Seagate ST9160821AS Momentus 5400.3 (2.5″ 160GB 2007)

This is a 160GB laptop hard drive taken from a relatively low-end laptop or netbook, if memory serves me correctly. The 5400RPM spindle speed leads to slower performance, but these were by far very common amongst laptops for their reduced power consumption and heat generation.

The Drive

This drive is a 3rd generation 5400RPM Momentus laptop drive, model ST9160821AS with firmware 3.ALB. The drive is Made in China and is dated from 2007.

The drive is packed to optimise use of the volume. The PCB has components concealed on the reverse side, and the cast “tub” of the drive has a barcode and datamatrix label on it as was customary for Seagate laptop drives.

This drive has a standard 9.5mm height.

It also has the standard serial number label on the opposite face to the SATA connection, this one had a pale green colour square.

Performance Testing

CrystalDiskInfo

The drive is relatively young at 5516 hours, but has already exhausted its load/unload cycle count with 239100 cycles at the time of the screenshot.
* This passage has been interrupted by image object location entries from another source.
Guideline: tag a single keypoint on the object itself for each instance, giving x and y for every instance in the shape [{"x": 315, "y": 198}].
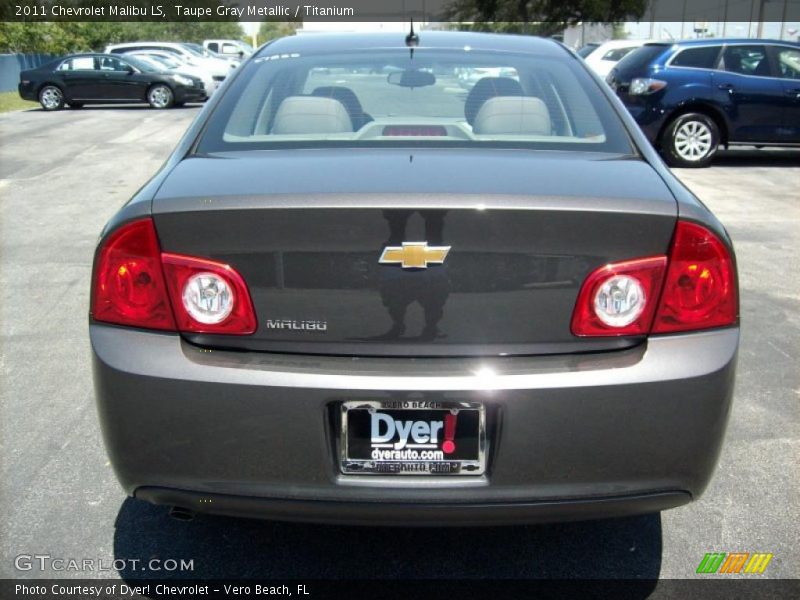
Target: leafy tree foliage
[
  {"x": 540, "y": 17},
  {"x": 68, "y": 37}
]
The drive claims to have an 8MB cache buffer and is connected via the original SATA 1.5Gbit/s standard.

HD Tune

The drive achieved a sequential read speed ranging from 44.8MB/s down to 22.4MB/s, averaging 35.4MB/s which is a rate quite similar to USB 2.0 making this quite a slow-feeling drive to use. Access time averaged 16.1ms.

Write speeds are pretty similar, registering 44.7MB/s down to 22.4MB/s, averaging 35.2MB/s with an access time of 9.98ms (likely due to caching).

Peak IOPS reached 63 for read and 106 for writes which is fairly normal.

Cache benefits were visible for both reads and writes, although the effective cache capacity seems rather limited.

Full throughput was achieved by 8kB accesses.

CrystalDiskMark

CrystalDiskMark reports a sequential read of 46.82MB/s and sequential write of 46.51MB/s. Medium-block accesses achieved 26.07MB/s and 26.75MB/s respectively. Queued small-block accesses reached 0.859MB/s and 0.605MB/s which is noticeably less than the desktop counterparts.

ATTO

The full performance is reached by 4kB accesses, representing excellent smaller block I/O behaviour.